Question #880
A developer is building a serverless application using Python on AWS with AWS Lambda and Amazon API Gateway. The developer uses AWS X-Ray for tracing but notices that some Lambda function invocations are not appearing in the X-Ray traces.
What should the developer do to ensure all Lambda function invocations are recorded in X-Ray?
Configure the X-Ray daemon to run in active mode and increase the UDP packet size for trace data transmission.
Instrument the Lambda functions by using the X-Ray SDK for Python and ensure the Lambda execution role grants X-Ray write permissions.

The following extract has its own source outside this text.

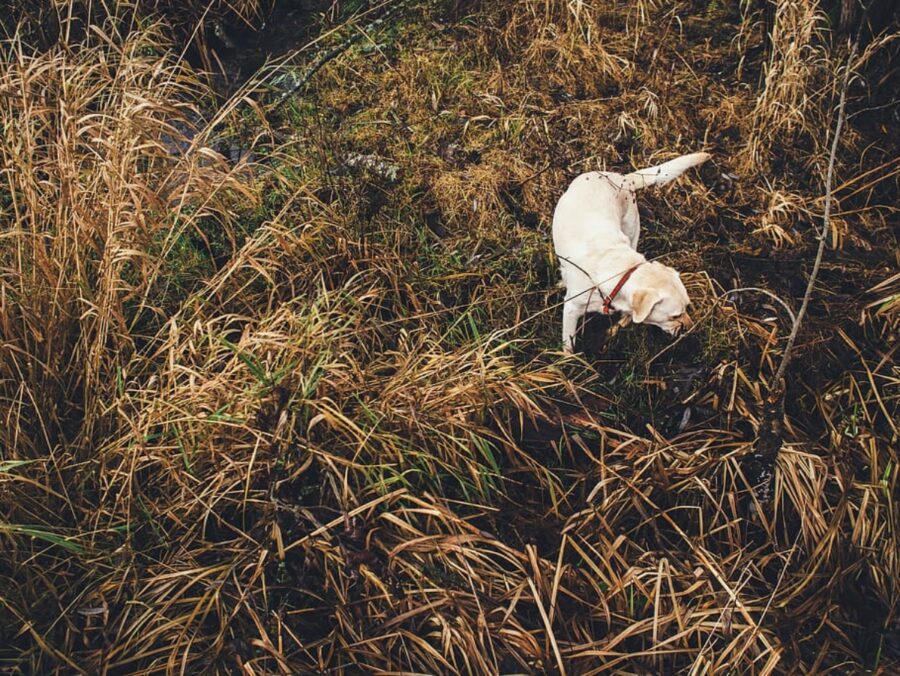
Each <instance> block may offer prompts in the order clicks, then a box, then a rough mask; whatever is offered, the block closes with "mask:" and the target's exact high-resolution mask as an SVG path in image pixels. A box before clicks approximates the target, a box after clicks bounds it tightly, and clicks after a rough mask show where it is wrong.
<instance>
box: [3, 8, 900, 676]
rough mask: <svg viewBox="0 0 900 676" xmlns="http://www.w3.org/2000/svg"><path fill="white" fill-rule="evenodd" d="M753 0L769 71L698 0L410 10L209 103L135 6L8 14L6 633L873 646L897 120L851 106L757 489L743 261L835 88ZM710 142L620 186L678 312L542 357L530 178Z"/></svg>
mask: <svg viewBox="0 0 900 676" xmlns="http://www.w3.org/2000/svg"><path fill="white" fill-rule="evenodd" d="M782 4H784V6H785V7H784V8H782V10H781V11H782V12H787V10H788V9H791V11H794V12H795V14H792V15H791V17H793V18H792V19H791V21H793V22H794V23H790V25H788V23H789V22H788V23H784V21H787V19H786V18H785V17H786V16H787V15H784V16H783V17H782V23H781V24H778V25H779V26H780V28H779V30H780V31H788V33H789V34H790V35H794V33H791V31H794V32H796V36H795V37H796V38H797V42H796V45H795V47H792V48H790V49H796V50H799V51H796V52H794V51H790V50H789V49H788V46H787V42H785V41H786V40H787V38H784V39H782V38H780V37H779V39H778V40H777V41H776V42H777V45H778V47H777V49H778V50H781V51H777V50H776V51H777V53H778V55H777V56H773V57H772V59H771V60H770V61H768V62H767V65H766V66H765V69H766V70H765V73H766V74H767V77H768V76H771V77H769V80H768V81H763V83H762V84H761V85H760V87H759V88H757V87H756V82H755V78H753V77H752V75H751V73H752V71H753V70H754V68H763V64H762V63H761V61H760V59H761V57H760V55H759V54H758V52H754V51H753V50H754V45H755V43H754V40H755V39H756V38H754V37H753V34H752V31H751V32H748V30H749V29H748V28H747V21H748V20H749V19H748V18H747V17H746V16H745V17H743V18H742V17H741V15H740V12H739V11H734V12H733V11H732V10H730V9H727V8H725V9H722V8H721V7H720V6H719V5H718V4H716V3H713V4H712V5H709V6H704V8H702V10H703V11H695V12H687V11H681V10H679V9H678V7H672V6H669V5H668V4H667V3H655V2H629V3H619V4H618V5H615V6H606V5H604V6H602V7H601V6H599V5H594V4H592V3H587V2H574V1H573V2H525V3H518V4H517V5H515V6H508V7H507V6H503V7H497V6H492V5H490V6H489V5H488V4H485V5H484V6H480V5H477V6H471V5H467V4H466V3H458V4H456V5H455V6H453V7H446V8H445V7H443V6H438V7H433V6H431V5H421V6H413V9H412V10H410V11H409V12H408V13H406V14H405V15H404V16H403V17H402V19H400V25H399V26H386V27H383V29H382V30H381V32H380V33H378V34H377V35H376V34H373V35H371V36H369V37H370V38H371V40H368V39H367V40H362V41H361V42H360V44H359V45H358V46H356V47H353V48H351V49H350V50H349V51H348V52H346V53H344V54H342V55H341V56H340V57H339V58H338V59H336V60H334V61H332V62H330V63H329V64H328V65H326V66H325V67H324V68H323V69H322V70H321V71H320V72H319V73H318V75H316V77H315V80H314V81H312V82H311V83H310V84H309V86H308V88H307V92H306V93H305V95H304V97H303V98H298V99H297V100H295V101H292V102H291V103H289V104H288V105H285V106H282V107H280V108H279V109H278V112H277V114H271V115H270V116H269V119H268V120H266V121H265V122H263V121H261V120H260V112H261V111H262V110H263V108H264V105H261V106H252V105H244V106H243V107H237V106H236V105H235V104H236V102H235V101H231V102H229V103H228V104H227V105H226V106H225V108H224V109H222V110H221V111H219V112H218V113H216V114H215V115H209V114H208V115H206V116H204V115H203V114H201V112H200V111H201V110H203V109H205V107H206V106H207V105H208V104H209V101H211V100H212V98H213V97H212V93H211V92H209V91H208V90H207V89H206V88H205V87H204V86H203V85H201V84H200V82H199V81H198V80H197V79H195V78H194V76H193V75H192V74H191V72H190V69H189V68H187V66H186V65H184V64H183V63H181V62H179V61H177V60H175V57H173V55H172V54H173V51H172V50H170V49H168V47H169V45H168V44H167V43H166V42H165V40H163V39H162V37H161V36H160V33H159V31H158V30H157V29H155V28H154V27H153V26H150V27H147V26H146V25H145V26H144V27H143V28H141V29H140V30H139V31H138V30H134V31H127V32H119V31H118V30H117V29H115V28H114V27H113V26H112V25H110V24H107V25H106V26H105V28H104V31H103V33H102V34H101V33H95V34H92V35H90V36H89V37H87V38H86V39H85V40H84V41H83V42H79V43H78V44H68V45H67V44H60V45H57V46H56V47H54V48H52V49H49V50H46V51H34V50H31V49H30V48H29V47H28V46H26V45H24V44H20V43H16V42H12V43H7V44H6V45H4V47H3V49H4V60H3V66H2V68H3V70H2V73H0V120H2V122H3V128H4V131H5V133H4V135H3V137H2V139H0V167H2V184H0V219H2V221H0V222H2V224H3V229H2V238H0V417H2V420H3V427H2V430H0V444H2V455H0V547H2V551H3V554H4V555H3V557H0V670H9V671H10V672H13V673H15V672H24V673H53V672H73V671H74V672H85V673H95V672H118V673H170V672H180V671H186V672H204V673H205V672H210V673H234V672H240V673H314V672H326V671H327V672H337V673H348V674H349V673H359V672H371V671H375V672H386V673H396V672H416V673H486V674H493V673H498V674H499V673H553V672H560V673H579V674H593V673H692V674H694V673H696V674H700V673H720V672H726V671H728V672H731V671H735V672H741V673H783V672H802V673H811V672H816V673H820V672H822V673H823V672H828V671H837V672H843V671H847V670H851V671H859V670H862V669H870V670H872V671H873V672H876V673H893V672H894V671H896V670H897V668H898V667H900V646H898V645H897V644H896V634H897V629H898V625H897V617H896V607H897V599H898V595H900V587H898V583H897V580H900V560H898V557H897V552H898V551H900V548H898V543H897V525H898V516H900V514H898V506H897V501H896V495H897V488H898V486H897V467H898V457H897V452H896V447H897V440H898V430H897V427H896V425H897V423H896V419H897V408H898V400H900V387H898V386H900V372H898V371H897V367H896V366H895V365H894V361H895V359H894V353H895V351H896V338H895V336H896V329H897V317H898V313H897V292H898V283H897V275H896V266H897V263H898V261H897V260H896V249H897V247H896V234H895V229H892V225H893V224H895V223H896V211H895V207H894V205H893V201H892V197H891V196H892V195H895V194H896V187H897V186H896V181H897V172H896V163H893V162H892V161H891V159H890V158H891V157H892V153H895V152H896V145H895V143H896V142H895V141H893V140H892V139H889V138H886V137H882V136H879V135H878V133H877V127H873V126H872V124H871V121H870V120H866V119H865V118H864V117H858V118H856V117H854V116H852V115H851V118H850V126H851V127H852V129H851V133H850V134H849V135H848V138H847V141H846V144H845V145H846V148H847V150H848V153H847V154H845V155H844V161H843V162H841V163H840V166H839V167H838V181H837V185H838V189H837V190H836V196H837V199H838V200H839V209H838V213H837V223H838V226H839V227H838V229H837V230H836V231H835V233H834V235H835V238H834V243H835V244H836V245H839V246H840V247H842V248H841V249H838V250H834V251H830V252H829V253H828V254H827V255H826V265H825V266H824V267H823V270H822V284H823V288H822V289H821V290H820V291H819V295H818V296H817V298H816V299H814V302H813V305H812V306H811V316H810V317H809V318H808V320H807V321H808V322H809V323H808V324H807V327H808V328H807V329H806V330H805V331H804V333H803V335H802V336H801V340H800V341H799V344H798V349H799V355H798V357H797V361H796V363H795V368H794V369H793V371H794V375H793V380H792V382H791V383H790V388H791V398H790V400H789V405H788V408H787V416H788V417H787V421H786V433H787V437H786V443H785V447H784V448H783V450H782V452H781V454H780V456H779V460H778V467H777V474H776V483H775V499H774V500H773V502H772V503H771V504H767V505H759V504H755V502H754V500H755V498H754V493H753V491H752V490H751V487H750V486H749V485H748V482H747V478H746V475H745V467H744V458H745V456H746V455H747V454H748V453H749V451H750V449H751V446H752V443H753V437H754V431H755V429H756V428H757V426H758V425H759V411H760V405H761V403H762V402H761V400H762V397H763V395H764V393H765V392H766V391H767V384H768V382H767V381H768V379H769V378H771V377H772V374H773V372H774V366H775V365H777V363H778V361H779V356H780V351H781V349H782V347H783V337H784V335H786V333H787V331H786V328H787V327H788V324H787V322H788V320H787V317H786V316H785V313H784V311H783V310H782V309H781V307H780V306H779V305H778V304H777V303H775V302H774V301H772V300H771V298H770V297H769V296H768V295H766V294H763V293H759V292H758V291H754V290H753V289H751V288H747V287H764V288H765V290H767V291H770V292H773V293H775V294H777V295H779V296H781V297H783V298H784V299H785V300H786V301H787V302H788V303H789V304H793V300H794V294H796V293H797V289H798V288H799V289H802V288H803V284H804V283H805V277H804V275H803V274H802V265H803V261H805V259H806V255H807V252H806V249H805V246H806V242H808V240H809V239H811V236H810V232H811V231H812V230H811V228H810V227H809V224H810V223H813V222H815V219H817V218H818V217H819V216H818V214H819V212H820V211H821V203H820V200H819V192H818V189H819V183H818V181H817V179H816V174H815V171H816V168H817V167H820V166H821V163H822V156H821V153H822V151H821V148H823V147H825V146H826V145H827V143H826V140H827V139H826V138H825V133H826V132H824V129H825V128H826V127H824V126H823V127H819V126H818V125H819V122H820V121H822V120H827V118H828V111H827V108H828V106H829V105H830V103H831V102H830V99H829V98H828V96H827V92H828V91H830V89H828V88H829V87H830V84H828V82H829V81H828V79H827V69H826V70H823V71H822V72H821V73H818V74H817V75H815V76H814V77H813V76H811V77H810V78H809V79H803V78H804V77H805V76H803V75H802V74H799V75H797V78H799V79H797V78H794V79H791V78H788V79H787V80H784V79H783V78H782V80H784V81H782V80H779V79H778V78H775V76H774V73H775V72H776V71H777V72H779V73H782V74H784V73H787V72H791V73H793V72H795V71H797V70H798V69H799V68H800V65H801V64H802V62H803V55H804V54H806V53H807V52H809V51H812V52H815V53H816V54H821V55H822V58H823V59H824V61H823V62H822V63H823V64H824V63H831V62H832V59H835V58H836V55H835V53H834V52H833V51H831V50H832V49H837V48H829V49H826V46H825V45H824V43H823V42H821V38H822V36H823V35H824V27H823V26H822V25H821V23H820V19H818V18H816V17H817V16H818V14H816V12H817V11H818V10H817V7H818V6H817V5H816V4H815V3H812V2H810V3H800V2H798V3H778V7H782ZM787 5H790V8H788V7H787ZM340 10H341V8H340V7H337V6H336V7H333V8H332V11H333V12H335V13H337V12H339V11H340ZM803 17H807V18H809V17H813V18H814V19H815V20H814V21H813V24H815V25H814V26H813V27H812V28H810V26H811V25H812V24H810V23H809V22H808V21H806V19H803ZM332 18H333V17H331V16H330V15H329V17H328V20H331V19H332ZM801 19H803V20H801ZM791 26H793V27H791ZM808 28H809V30H807V29H808ZM779 35H781V34H779ZM738 36H739V37H740V40H739V41H735V40H734V39H735V38H737V37H738ZM342 37H343V36H340V35H335V36H334V37H333V39H334V40H340V39H342ZM372 45H374V47H373V46H372ZM736 45H739V47H736ZM326 47H327V45H326ZM736 50H738V51H739V52H740V53H739V54H736ZM804 50H806V51H804ZM794 57H797V58H794ZM313 58H314V57H313V56H310V59H313ZM740 59H742V61H741V62H740V63H739V60H740ZM792 64H793V65H792ZM741 70H742V71H743V72H744V73H745V74H744V75H740V74H739V71H741ZM723 74H724V75H723ZM792 77H793V76H792ZM788 80H789V82H788ZM748 83H749V84H748ZM782 85H783V86H782ZM779 87H781V88H780V89H779ZM823 87H824V89H823ZM245 92H250V94H248V96H249V97H255V98H256V100H259V101H261V102H262V103H263V104H264V103H265V102H266V98H265V96H266V95H265V92H264V90H262V89H260V90H258V91H255V92H254V91H253V90H252V83H251V86H250V87H249V88H248V89H247V90H245ZM385 92H393V93H394V94H393V96H390V97H389V96H386V95H385ZM811 92H813V93H812V94H811ZM815 92H818V93H815ZM242 95H243V94H242ZM804 97H806V98H804ZM248 100H249V99H248ZM275 100H277V95H276V97H275ZM873 103H875V102H874V101H871V102H867V101H866V100H864V99H863V98H862V95H861V93H860V92H857V93H856V94H855V103H854V104H853V105H854V106H857V110H861V109H863V108H865V107H866V106H867V105H871V104H873ZM778 110H784V111H785V112H784V113H783V115H782V114H778V113H777V112H776V111H778ZM752 111H755V112H752ZM251 112H252V113H253V114H251ZM751 112H752V114H751ZM767 115H769V116H774V117H772V118H771V119H769V118H766V116H767ZM206 117H209V118H210V119H215V120H216V123H217V124H216V127H215V129H213V128H211V127H210V125H209V123H208V122H206V121H205V118H206ZM764 118H766V119H769V122H766V123H765V124H768V125H770V126H772V125H774V126H772V127H771V128H772V129H773V130H774V131H773V133H772V134H771V135H767V134H763V133H761V129H762V127H760V125H761V124H763V122H764ZM873 129H875V131H873ZM226 132H227V134H228V135H227V136H225V134H226ZM698 139H699V140H698ZM701 141H702V143H703V144H704V145H705V146H706V147H707V148H709V149H712V150H713V152H714V154H715V157H716V164H715V165H712V166H709V167H705V168H704V170H703V171H702V172H699V173H697V174H694V175H691V176H685V177H684V178H683V180H680V181H679V182H678V183H676V184H675V185H673V186H672V187H670V188H666V189H664V190H660V191H657V192H648V193H646V194H645V195H642V208H643V209H644V211H643V213H644V214H645V226H644V227H645V234H644V236H643V237H644V239H643V241H644V244H643V248H644V249H645V250H646V251H647V252H648V254H649V255H651V256H664V257H665V258H666V261H667V262H671V263H672V264H673V265H676V266H678V267H679V268H680V269H682V270H684V271H685V278H686V280H687V283H688V286H689V288H690V292H691V295H692V297H693V298H694V300H695V304H696V306H697V310H696V315H697V317H698V318H699V321H698V324H697V327H696V329H695V330H694V331H693V332H691V333H690V334H688V335H687V336H684V337H682V338H680V339H679V340H678V341H677V342H675V343H674V344H672V343H669V342H668V341H667V340H665V339H663V338H662V337H661V336H658V335H656V334H654V333H652V332H650V331H646V330H643V329H642V328H641V327H629V328H626V329H623V330H621V331H619V332H618V333H616V334H615V335H611V336H609V337H608V338H607V341H606V344H605V345H604V347H603V349H602V350H600V351H599V352H590V351H589V352H588V354H586V355H583V356H580V357H571V358H564V357H563V356H562V355H561V354H559V353H558V352H557V351H556V350H555V347H556V342H557V340H558V335H557V334H558V321H559V318H558V314H559V307H558V304H559V302H560V301H561V300H562V299H561V297H560V295H559V293H558V292H557V291H556V290H555V289H554V286H553V285H554V283H555V281H556V273H555V269H554V262H553V258H552V255H551V249H550V244H549V241H548V237H547V235H548V227H549V219H550V214H551V213H552V207H553V201H554V199H555V198H556V196H558V194H559V193H560V192H561V190H562V189H563V188H564V187H565V184H566V182H567V181H568V180H569V179H570V178H571V177H572V176H573V175H575V174H576V173H578V172H580V171H582V170H584V169H587V168H594V167H597V166H604V165H605V166H610V167H615V168H627V167H631V166H642V165H647V164H651V163H653V162H656V161H661V160H662V159H667V158H669V157H671V156H672V155H674V154H676V153H678V152H682V151H688V150H695V149H697V145H698V143H701ZM207 144H208V145H207ZM767 144H771V145H767ZM779 144H780V145H781V146H783V145H785V144H788V145H790V147H791V149H792V157H791V158H789V159H788V160H787V161H785V162H784V164H783V165H779V162H772V163H771V166H770V167H769V170H768V172H766V173H763V172H759V173H757V172H756V171H747V170H746V169H745V166H746V165H745V164H742V162H744V161H745V160H746V158H747V157H748V156H749V155H747V154H746V153H748V152H750V151H749V150H748V148H752V153H751V154H752V155H753V156H754V157H758V158H768V159H766V162H768V161H769V159H771V158H773V157H777V150H778V147H779ZM892 144H893V145H892ZM229 145H238V146H241V147H242V149H243V150H248V151H252V153H246V152H245V153H243V155H242V157H244V158H247V157H253V158H256V159H257V160H258V161H256V162H255V163H252V164H251V163H249V162H248V161H247V159H242V160H239V161H237V162H236V163H235V162H234V161H232V159H229V158H225V157H223V156H222V155H221V154H220V153H218V152H216V151H214V150H213V149H212V148H211V147H209V146H214V147H216V148H223V147H224V148H228V146H229ZM862 147H866V148H868V150H867V152H866V153H865V154H863V155H853V154H852V153H850V152H849V151H850V150H853V149H855V148H862ZM362 155H364V156H367V157H368V156H373V157H376V158H378V160H379V161H381V162H383V163H385V164H390V165H391V166H395V167H396V168H397V172H396V175H393V174H391V175H387V174H385V173H384V172H382V171H381V170H380V169H379V165H378V163H377V162H372V163H361V162H349V161H348V160H347V158H351V157H358V156H362ZM857 157H859V159H856V158H857ZM779 167H780V168H779ZM801 168H802V170H801ZM886 252H893V254H892V255H893V256H894V258H893V259H891V258H889V257H888V255H887V254H886ZM734 287H744V288H745V290H744V291H741V292H740V293H736V294H732V295H726V294H725V289H726V288H728V289H730V288H734Z"/></svg>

Enable X-Ray tracing integration directly in the API Gateway stage settings for all API methods.
Reduce the X-Ray segment document size limit in the X-Ray console to improve trace aggregation efficiency.
Explanation
Answer B is correct because AWS Lambda requires both the X-Ray SDK integration and proper IAM permissions to send trace data to X-Ray. Instrumenting the Lambda functions with the X-Ray SDK ensures that custom traces and metadata are captured, while the execution role's X-Ray write permissions (e.g., AWSXRayDaemonWriteAccess) allow the function to transmit data to X-Ray.

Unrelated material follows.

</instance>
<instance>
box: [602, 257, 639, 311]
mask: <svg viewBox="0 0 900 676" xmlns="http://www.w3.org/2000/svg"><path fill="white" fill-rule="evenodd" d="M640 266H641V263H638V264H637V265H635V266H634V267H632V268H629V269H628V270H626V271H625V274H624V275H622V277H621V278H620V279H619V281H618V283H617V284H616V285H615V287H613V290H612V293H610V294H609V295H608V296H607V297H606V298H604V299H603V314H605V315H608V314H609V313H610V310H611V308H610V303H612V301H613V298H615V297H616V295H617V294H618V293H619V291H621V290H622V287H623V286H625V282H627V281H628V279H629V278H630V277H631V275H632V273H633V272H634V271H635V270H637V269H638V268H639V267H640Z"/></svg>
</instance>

Option A is incorrect because the X-Ray daemon is managed by AWS Lambda when Active Tracing is enabled, and UDP settings are not typically user-configurable. Option C is incorrect because enabling X-Ray in API Gateway traces only the API Gateway layer, not the Lambda invocations. Option D is irrelevant, as segment size adjustments do not address missing invocations but rather trace data size limits.